The Nevada Bureau of Mines and Geology (NBMG) is a research and public service unit of the University of Nevada and the State Geological Survey.  NBMG is also part of the Mackay School of Earth Sciences and Engineering at the University of Nevada in Reno. Scientists with the NBMG conduct research and publish their findings around topics which include, mineral and energy resources, engineering geology, environmental geology, earthquakes, groundwater, and geologic mapping in Nevada. In addition, the NBMG provides special services in the field of analytical geochemistry and assay standards, mineral and rock identification.  The NBMG provides earth-science education and in-service teacher training and continuing education for professional geoscientists, geologic and geotechnical information.
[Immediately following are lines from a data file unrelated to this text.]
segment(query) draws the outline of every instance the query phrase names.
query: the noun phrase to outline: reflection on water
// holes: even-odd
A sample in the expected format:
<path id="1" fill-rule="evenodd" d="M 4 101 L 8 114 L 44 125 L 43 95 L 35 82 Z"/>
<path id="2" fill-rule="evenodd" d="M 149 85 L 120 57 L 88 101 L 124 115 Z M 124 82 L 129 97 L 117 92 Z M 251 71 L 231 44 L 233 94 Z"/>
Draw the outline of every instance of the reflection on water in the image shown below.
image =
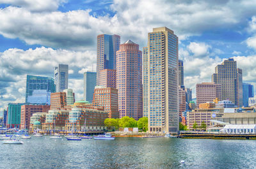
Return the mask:
<path id="1" fill-rule="evenodd" d="M 255 168 L 256 140 L 32 137 L 0 144 L 0 168 Z M 182 163 L 184 160 L 184 163 Z"/>

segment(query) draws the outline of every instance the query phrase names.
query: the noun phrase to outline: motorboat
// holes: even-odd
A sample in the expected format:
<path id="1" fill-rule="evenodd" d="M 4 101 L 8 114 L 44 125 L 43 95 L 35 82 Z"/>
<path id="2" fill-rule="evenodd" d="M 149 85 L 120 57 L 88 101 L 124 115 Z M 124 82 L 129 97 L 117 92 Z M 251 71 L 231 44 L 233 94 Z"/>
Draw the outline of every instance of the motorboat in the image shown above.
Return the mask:
<path id="1" fill-rule="evenodd" d="M 52 136 L 50 139 L 62 139 L 62 137 L 61 136 Z"/>
<path id="2" fill-rule="evenodd" d="M 98 135 L 93 136 L 94 140 L 115 140 L 115 136 L 113 136 L 110 133 L 106 133 L 104 135 Z"/>
<path id="3" fill-rule="evenodd" d="M 71 140 L 74 140 L 74 141 L 79 141 L 79 140 L 82 140 L 82 138 L 79 138 L 78 136 L 68 136 L 68 137 L 66 137 L 67 140 L 71 141 Z"/>
<path id="4" fill-rule="evenodd" d="M 36 136 L 36 137 L 42 137 L 43 135 L 42 135 L 41 133 L 36 133 L 34 135 L 34 136 Z"/>
<path id="5" fill-rule="evenodd" d="M 4 140 L 3 141 L 3 144 L 22 144 L 23 142 L 19 140 L 19 138 L 17 137 L 15 139 L 10 140 Z"/>
<path id="6" fill-rule="evenodd" d="M 25 135 L 24 136 L 22 136 L 21 138 L 22 138 L 22 139 L 30 139 L 30 138 L 31 138 L 31 137 L 28 135 Z"/>
<path id="7" fill-rule="evenodd" d="M 78 136 L 78 137 L 79 137 L 79 138 L 92 138 L 92 136 L 88 136 L 88 135 L 86 135 Z"/>

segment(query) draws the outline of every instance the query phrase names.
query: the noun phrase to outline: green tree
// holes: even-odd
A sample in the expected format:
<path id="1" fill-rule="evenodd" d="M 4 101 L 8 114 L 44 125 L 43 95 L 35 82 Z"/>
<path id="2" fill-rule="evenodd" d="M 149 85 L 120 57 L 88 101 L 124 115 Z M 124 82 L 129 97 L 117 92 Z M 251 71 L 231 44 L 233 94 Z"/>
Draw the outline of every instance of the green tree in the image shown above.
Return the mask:
<path id="1" fill-rule="evenodd" d="M 148 130 L 148 117 L 141 117 L 137 122 L 138 128 L 145 132 Z"/>
<path id="2" fill-rule="evenodd" d="M 205 122 L 204 121 L 202 122 L 200 128 L 202 130 L 204 130 L 204 131 L 206 130 L 206 124 L 205 124 Z"/>
<path id="3" fill-rule="evenodd" d="M 104 125 L 109 129 L 118 129 L 118 119 L 106 119 L 104 121 Z"/>
<path id="4" fill-rule="evenodd" d="M 180 122 L 180 131 L 186 131 L 187 130 L 187 126 L 185 125 L 183 125 L 182 123 L 181 123 L 181 122 Z"/>
<path id="5" fill-rule="evenodd" d="M 193 128 L 195 129 L 195 131 L 197 128 L 197 123 L 196 123 L 196 122 L 195 122 L 194 124 L 193 124 Z"/>
<path id="6" fill-rule="evenodd" d="M 136 128 L 137 121 L 132 117 L 125 116 L 119 119 L 119 126 L 120 128 Z"/>

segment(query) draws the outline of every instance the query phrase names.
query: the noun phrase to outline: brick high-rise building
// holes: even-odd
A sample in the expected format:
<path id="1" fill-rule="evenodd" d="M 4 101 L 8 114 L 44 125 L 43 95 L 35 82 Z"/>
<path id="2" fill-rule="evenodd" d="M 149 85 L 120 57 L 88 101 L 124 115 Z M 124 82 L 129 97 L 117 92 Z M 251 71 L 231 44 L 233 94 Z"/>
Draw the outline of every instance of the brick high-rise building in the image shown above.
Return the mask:
<path id="1" fill-rule="evenodd" d="M 243 106 L 243 72 L 234 59 L 229 58 L 215 67 L 212 82 L 221 85 L 221 99 Z"/>
<path id="2" fill-rule="evenodd" d="M 48 112 L 50 105 L 29 105 L 21 106 L 20 110 L 20 128 L 29 129 L 30 117 L 34 113 Z"/>
<path id="3" fill-rule="evenodd" d="M 51 110 L 61 109 L 67 106 L 67 96 L 64 92 L 51 94 Z"/>
<path id="4" fill-rule="evenodd" d="M 166 27 L 154 28 L 143 52 L 143 115 L 148 117 L 148 131 L 177 133 L 178 37 Z"/>
<path id="5" fill-rule="evenodd" d="M 116 87 L 116 71 L 115 70 L 102 70 L 98 74 L 99 86 L 104 87 Z"/>
<path id="6" fill-rule="evenodd" d="M 92 105 L 94 107 L 104 107 L 108 114 L 108 118 L 119 118 L 118 97 L 117 89 L 111 87 L 96 86 L 94 89 Z"/>
<path id="7" fill-rule="evenodd" d="M 201 103 L 212 102 L 218 98 L 221 100 L 221 85 L 213 82 L 203 82 L 196 84 L 196 107 Z"/>
<path id="8" fill-rule="evenodd" d="M 120 117 L 142 117 L 142 57 L 139 45 L 128 40 L 116 52 L 116 89 Z"/>

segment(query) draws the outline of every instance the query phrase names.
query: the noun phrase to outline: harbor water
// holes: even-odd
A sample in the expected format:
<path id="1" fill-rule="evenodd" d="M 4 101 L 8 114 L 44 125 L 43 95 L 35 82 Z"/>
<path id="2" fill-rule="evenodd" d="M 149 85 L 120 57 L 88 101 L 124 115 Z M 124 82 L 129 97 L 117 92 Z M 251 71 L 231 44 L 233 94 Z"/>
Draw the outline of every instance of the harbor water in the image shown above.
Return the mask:
<path id="1" fill-rule="evenodd" d="M 255 168 L 256 140 L 49 136 L 0 144 L 0 168 Z"/>

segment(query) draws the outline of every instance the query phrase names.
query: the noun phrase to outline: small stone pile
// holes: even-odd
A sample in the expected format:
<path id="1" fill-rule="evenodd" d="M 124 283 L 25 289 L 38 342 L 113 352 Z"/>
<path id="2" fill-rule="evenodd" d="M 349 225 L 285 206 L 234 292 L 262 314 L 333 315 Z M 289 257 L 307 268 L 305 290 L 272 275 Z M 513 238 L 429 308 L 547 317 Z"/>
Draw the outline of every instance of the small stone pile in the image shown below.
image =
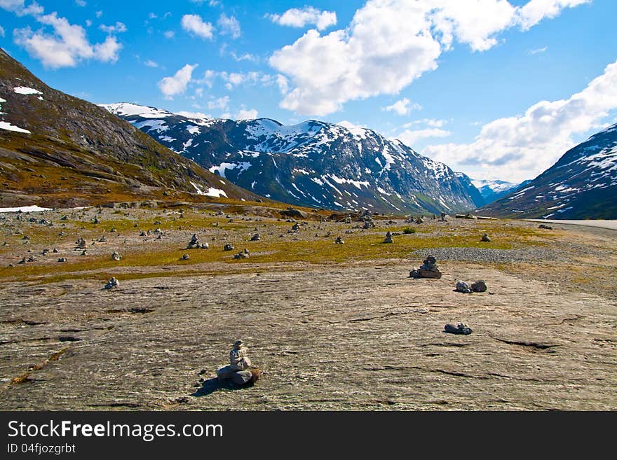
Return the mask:
<path id="1" fill-rule="evenodd" d="M 105 287 L 104 289 L 113 289 L 114 288 L 117 288 L 120 286 L 120 281 L 118 281 L 115 277 L 111 278 L 109 281 L 107 281 L 107 284 L 105 284 Z"/>
<path id="2" fill-rule="evenodd" d="M 234 259 L 247 259 L 250 257 L 250 253 L 248 252 L 248 249 L 245 249 L 244 251 L 240 251 L 237 254 L 233 255 Z"/>
<path id="3" fill-rule="evenodd" d="M 467 326 L 465 323 L 459 323 L 458 325 L 454 326 L 454 324 L 446 324 L 444 326 L 444 332 L 448 333 L 449 334 L 462 334 L 463 335 L 467 335 L 473 332 L 468 326 Z"/>
<path id="4" fill-rule="evenodd" d="M 210 245 L 208 243 L 200 243 L 199 239 L 194 233 L 191 237 L 191 241 L 187 245 L 187 249 L 208 249 Z"/>
<path id="5" fill-rule="evenodd" d="M 233 343 L 229 351 L 229 364 L 217 370 L 217 377 L 219 381 L 231 380 L 238 386 L 254 384 L 260 375 L 261 371 L 251 366 L 248 349 L 242 340 Z"/>
<path id="6" fill-rule="evenodd" d="M 433 256 L 429 256 L 418 270 L 409 272 L 410 278 L 441 278 L 441 272 L 437 266 L 437 259 Z"/>
<path id="7" fill-rule="evenodd" d="M 463 281 L 456 281 L 456 292 L 462 292 L 465 294 L 469 294 L 473 292 L 486 292 L 487 284 L 482 279 L 478 279 L 475 283 L 472 283 L 471 286 Z"/>

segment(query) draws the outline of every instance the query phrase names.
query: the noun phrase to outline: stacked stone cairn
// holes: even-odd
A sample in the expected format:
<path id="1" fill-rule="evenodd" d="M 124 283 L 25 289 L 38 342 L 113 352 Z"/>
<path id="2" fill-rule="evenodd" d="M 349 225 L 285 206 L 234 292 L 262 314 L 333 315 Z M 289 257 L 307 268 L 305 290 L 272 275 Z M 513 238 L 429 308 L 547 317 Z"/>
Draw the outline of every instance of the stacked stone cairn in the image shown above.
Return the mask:
<path id="1" fill-rule="evenodd" d="M 199 239 L 194 233 L 191 237 L 191 241 L 187 245 L 187 249 L 208 249 L 210 245 L 208 243 L 200 243 Z"/>
<path id="2" fill-rule="evenodd" d="M 454 326 L 454 324 L 446 324 L 444 326 L 444 332 L 448 333 L 449 334 L 462 334 L 463 335 L 467 335 L 473 331 L 471 328 L 467 326 L 465 323 L 459 323 L 456 326 Z"/>
<path id="3" fill-rule="evenodd" d="M 117 288 L 120 286 L 120 281 L 118 281 L 115 277 L 111 278 L 109 281 L 107 281 L 107 284 L 105 284 L 105 287 L 104 289 L 113 289 L 114 288 Z"/>
<path id="4" fill-rule="evenodd" d="M 482 279 L 478 279 L 475 283 L 472 283 L 470 286 L 463 281 L 456 281 L 456 292 L 462 292 L 465 294 L 469 294 L 473 292 L 486 292 L 487 284 Z"/>
<path id="5" fill-rule="evenodd" d="M 437 259 L 433 256 L 429 256 L 424 259 L 423 263 L 418 270 L 409 272 L 410 278 L 441 278 L 441 272 L 437 266 Z"/>
<path id="6" fill-rule="evenodd" d="M 261 371 L 251 365 L 248 349 L 242 340 L 236 340 L 229 351 L 229 364 L 217 370 L 219 381 L 231 380 L 240 386 L 253 384 L 259 379 Z"/>

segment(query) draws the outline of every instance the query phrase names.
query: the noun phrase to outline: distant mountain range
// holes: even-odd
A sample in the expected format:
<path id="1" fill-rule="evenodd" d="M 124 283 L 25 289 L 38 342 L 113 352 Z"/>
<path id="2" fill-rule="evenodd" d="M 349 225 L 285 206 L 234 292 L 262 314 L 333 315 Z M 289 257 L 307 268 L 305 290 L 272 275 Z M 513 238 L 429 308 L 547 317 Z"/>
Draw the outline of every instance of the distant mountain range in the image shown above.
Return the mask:
<path id="1" fill-rule="evenodd" d="M 480 211 L 525 218 L 617 218 L 617 125 L 569 150 L 533 181 Z"/>
<path id="2" fill-rule="evenodd" d="M 102 105 L 174 151 L 273 200 L 332 209 L 455 212 L 484 204 L 465 174 L 372 130 L 310 120 L 193 118 Z"/>
<path id="3" fill-rule="evenodd" d="M 531 180 L 525 181 L 521 183 L 506 182 L 506 181 L 480 181 L 472 180 L 472 183 L 480 190 L 480 195 L 484 200 L 484 204 L 489 204 L 494 201 L 505 197 L 510 192 L 524 186 L 531 182 Z"/>
<path id="4" fill-rule="evenodd" d="M 0 207 L 175 193 L 258 197 L 100 107 L 49 88 L 0 50 Z"/>

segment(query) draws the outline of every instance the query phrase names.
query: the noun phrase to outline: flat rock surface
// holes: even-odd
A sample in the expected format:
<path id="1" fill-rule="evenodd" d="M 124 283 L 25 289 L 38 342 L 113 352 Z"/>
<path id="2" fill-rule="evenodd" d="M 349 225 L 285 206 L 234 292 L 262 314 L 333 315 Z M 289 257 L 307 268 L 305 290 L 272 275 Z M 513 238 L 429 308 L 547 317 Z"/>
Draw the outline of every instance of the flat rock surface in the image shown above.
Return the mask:
<path id="1" fill-rule="evenodd" d="M 614 298 L 465 262 L 409 279 L 415 263 L 3 283 L 0 407 L 617 409 Z M 473 333 L 443 332 L 459 322 Z M 262 379 L 213 386 L 240 337 Z"/>

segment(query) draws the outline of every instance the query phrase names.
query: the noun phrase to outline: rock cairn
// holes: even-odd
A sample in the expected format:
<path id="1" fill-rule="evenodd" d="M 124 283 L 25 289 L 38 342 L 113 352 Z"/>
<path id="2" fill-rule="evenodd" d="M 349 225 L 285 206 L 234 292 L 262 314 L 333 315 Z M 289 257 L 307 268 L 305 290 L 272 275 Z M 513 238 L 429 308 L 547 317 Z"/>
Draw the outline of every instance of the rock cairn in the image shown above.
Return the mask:
<path id="1" fill-rule="evenodd" d="M 189 241 L 189 244 L 187 245 L 187 249 L 208 249 L 210 245 L 208 243 L 200 243 L 199 239 L 194 233 L 193 234 L 193 236 L 191 237 L 191 241 Z"/>
<path id="2" fill-rule="evenodd" d="M 233 255 L 234 259 L 247 259 L 249 257 L 250 257 L 250 253 L 246 248 L 245 248 L 244 251 L 240 251 L 237 254 Z"/>
<path id="3" fill-rule="evenodd" d="M 418 270 L 409 272 L 410 278 L 441 278 L 441 272 L 437 266 L 437 259 L 433 256 L 429 256 Z"/>
<path id="4" fill-rule="evenodd" d="M 448 333 L 449 334 L 462 334 L 463 335 L 467 335 L 473 332 L 468 326 L 467 326 L 465 323 L 459 323 L 458 325 L 454 326 L 454 324 L 446 324 L 444 326 L 444 332 Z"/>
<path id="5" fill-rule="evenodd" d="M 120 286 L 120 281 L 118 281 L 115 277 L 111 278 L 109 281 L 107 281 L 107 284 L 105 284 L 105 287 L 104 289 L 113 289 L 114 288 L 117 288 Z"/>
<path id="6" fill-rule="evenodd" d="M 456 292 L 462 292 L 465 294 L 469 294 L 473 292 L 486 292 L 487 284 L 482 279 L 478 279 L 475 283 L 472 283 L 470 286 L 463 281 L 456 281 Z"/>
<path id="7" fill-rule="evenodd" d="M 248 349 L 242 340 L 236 340 L 229 351 L 229 364 L 217 370 L 219 381 L 231 380 L 238 386 L 255 383 L 259 378 L 261 372 L 251 366 L 248 357 Z"/>

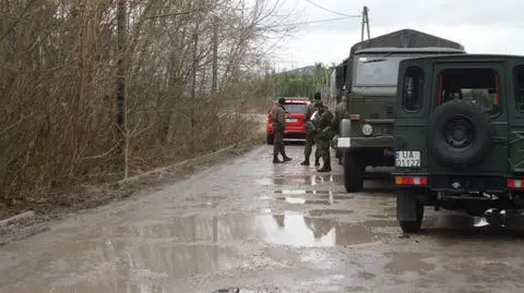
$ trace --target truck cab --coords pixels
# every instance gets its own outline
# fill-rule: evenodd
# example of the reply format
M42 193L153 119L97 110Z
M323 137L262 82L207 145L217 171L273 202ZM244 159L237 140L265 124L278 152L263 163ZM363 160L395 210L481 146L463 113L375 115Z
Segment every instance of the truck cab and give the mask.
M367 167L393 167L393 108L402 60L438 54L464 54L463 49L369 48L356 50L347 117L340 124L344 183L349 193L364 187ZM413 85L416 86L416 85Z

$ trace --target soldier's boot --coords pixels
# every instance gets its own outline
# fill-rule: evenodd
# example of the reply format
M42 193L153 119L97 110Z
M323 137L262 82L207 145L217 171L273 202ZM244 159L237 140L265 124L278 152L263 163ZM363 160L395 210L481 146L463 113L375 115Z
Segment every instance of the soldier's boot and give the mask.
M286 154L284 154L283 157L284 157L284 162L288 162L288 161L293 160L291 158L287 157Z
M319 172L331 172L331 158L325 158L324 166L319 169Z
M301 166L309 166L309 157L306 157L306 159L303 159L303 162L300 163Z

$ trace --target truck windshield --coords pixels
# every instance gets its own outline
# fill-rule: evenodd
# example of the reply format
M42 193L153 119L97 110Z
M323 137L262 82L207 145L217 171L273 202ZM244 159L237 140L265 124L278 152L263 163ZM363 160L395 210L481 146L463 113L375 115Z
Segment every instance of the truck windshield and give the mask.
M366 54L355 57L354 86L396 86L398 63L409 54Z

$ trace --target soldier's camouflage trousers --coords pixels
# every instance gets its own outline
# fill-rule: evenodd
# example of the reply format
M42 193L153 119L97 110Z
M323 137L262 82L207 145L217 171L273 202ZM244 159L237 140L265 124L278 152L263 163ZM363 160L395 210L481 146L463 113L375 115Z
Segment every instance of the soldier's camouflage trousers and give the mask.
M306 146L303 148L303 156L306 159L308 159L311 156L311 152L313 151L314 143L315 143L314 133L306 133Z
M273 141L273 155L276 156L281 154L282 156L285 156L286 152L284 147L284 132L275 131Z
M319 154L319 157L322 157L322 160L324 161L324 163L329 163L331 161L331 157L330 157L331 142L330 141L331 139L326 139L324 137L317 138L317 151Z

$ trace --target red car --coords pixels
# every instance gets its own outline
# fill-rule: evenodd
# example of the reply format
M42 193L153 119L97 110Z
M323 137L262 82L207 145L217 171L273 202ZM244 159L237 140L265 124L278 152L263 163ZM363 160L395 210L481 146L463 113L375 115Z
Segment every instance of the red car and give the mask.
M306 141L306 123L303 117L310 101L308 98L286 98L286 131L285 141ZM273 123L271 122L271 109L267 112L267 144L272 145L274 139Z

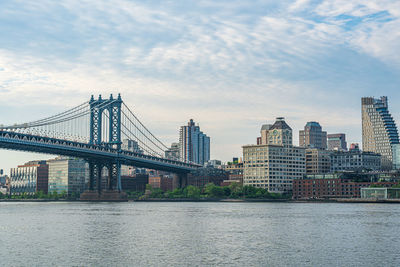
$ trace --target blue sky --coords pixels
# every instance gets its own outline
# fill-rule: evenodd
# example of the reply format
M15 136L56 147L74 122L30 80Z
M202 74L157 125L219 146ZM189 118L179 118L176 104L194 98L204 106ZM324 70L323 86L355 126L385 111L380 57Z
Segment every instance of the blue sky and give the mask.
M362 96L400 120L395 0L2 0L0 32L0 124L120 92L165 143L193 118L227 161L278 116L296 143L311 120L360 143Z

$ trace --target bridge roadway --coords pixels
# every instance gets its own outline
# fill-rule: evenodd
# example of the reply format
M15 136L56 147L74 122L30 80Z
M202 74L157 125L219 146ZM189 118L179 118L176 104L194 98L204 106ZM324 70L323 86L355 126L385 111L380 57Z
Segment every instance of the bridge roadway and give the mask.
M0 148L52 155L71 156L85 160L119 160L123 165L173 173L189 173L200 165L163 159L87 143L0 130Z

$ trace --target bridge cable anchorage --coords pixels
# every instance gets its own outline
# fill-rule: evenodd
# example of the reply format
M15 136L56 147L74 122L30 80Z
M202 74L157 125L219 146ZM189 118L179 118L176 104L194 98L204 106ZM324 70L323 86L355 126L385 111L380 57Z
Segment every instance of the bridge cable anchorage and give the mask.
M107 119L109 119L109 116L106 114L106 113L104 113L104 115L105 115L105 117L107 118ZM121 133L123 133L129 140L134 140L134 141L137 141L138 143L141 143L144 147L146 147L146 148L144 148L143 146L140 146L140 148L142 149L142 150L144 150L144 151L146 151L147 153L149 153L150 155L157 155L157 156L161 156L161 157L163 157L163 155L162 154L160 154L159 152L157 152L157 151L155 151L154 149L152 149L150 146L148 146L144 141L142 141L142 140L140 140L140 138L138 138L130 129L128 129L128 127L125 125L125 124L121 124L121 126L123 127L123 128L125 128L134 138L132 138L132 136L129 136L126 132L124 132L122 129L121 129Z
M93 118L98 122L96 125L92 124ZM132 151L124 149L122 152L132 152L137 156L143 155L150 160L157 161L166 160L164 158L165 150L168 149L122 102L120 97L117 99L99 98L98 100L92 98L89 102L44 119L12 126L1 126L0 131L28 133L33 135L34 139L36 137L56 139L53 141L57 144L63 141L72 141L77 145L89 144L113 151L115 148L120 149L122 135L136 142ZM93 135L96 132L98 138ZM174 162L174 164L191 164L190 162L184 163L179 159Z
M35 127L36 124L42 124L42 123L51 122L52 120L57 119L58 117L65 117L65 116L67 116L67 115L69 115L71 113L80 111L80 110L86 108L88 106L88 103L89 102L85 102L85 103L83 103L81 105L78 105L78 106L76 106L76 107L74 107L72 109L69 109L67 111L64 111L64 112L61 112L59 114L56 114L56 115L53 115L53 116L50 116L50 117L47 117L47 118L44 118L44 119L40 119L40 120L37 120L37 121L28 122L28 123L22 123L22 124L16 124L16 125L10 125L10 126L3 126L3 127L0 127L0 128L1 129L13 129L13 128Z
M143 126L143 128L154 138L156 139L165 149L169 149L163 142L161 142L157 137L155 137L153 135L152 132L150 132L146 126L144 126L144 124L135 116L135 114L133 114L133 112L129 109L129 107L127 105L125 105L125 103L123 103L123 106L128 110L128 112L140 123L140 125Z
M129 122L132 123L132 125L147 139L149 140L153 145L155 145L157 148L163 151L163 148L161 148L159 145L157 145L153 140L151 140L143 131L135 125L135 123L125 114L125 112L122 111L122 114L126 116L126 118L129 120ZM126 127L126 126L125 126ZM160 142L161 143L161 142ZM161 143L162 144L162 143Z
The NBMG operates the State's abandoned mine lands program, to identify, rank the degree of hazard, and secure mine sites that are no longer operating.  Since the inception of the program, over 2,400 sites have been secured.   It is estimated that some 50,000 sites in Nevada pose varying degrees of physical safety hazard to the public.  Field investigations have also yielded information that will be useful in determining the possibility of sites contributing to surface and groundwater contamination, such as acid mine drainage or excessive arsenic.

Mine Hazards

Mines in Nevada have produced millions of dollars from a variety of metals, including gold, silver, copper, iron, lead, tungsten, and zinc. Many mine openings were developed to explore for metals, but were never operating mines.

Arsenic and mercury, are the biggest threats exposing potentially toxic elements which are often found with deposits of gold and silver, were also produced locally.  These toxic elements of local concern include boron, cadmium, selenium, and thallium.  There are over 500 historic mining districts throughout the State of Nevada.

The State of Nevada has been studied as a potential location for the disposing of nuclear waste.  There is a necessary and respected approach to understanding of problems in the physical sciences and are particularly critical to evaluating the effectiveness of  potential nuclear waste isolation sites and strategies facing our Nation.  One site in particular is the Yucca Mountain, Nevada.  This site studied by the NBMG differs substantially from other potential repositories due to the finding of natural analogues of nuclear material that are currently being studied.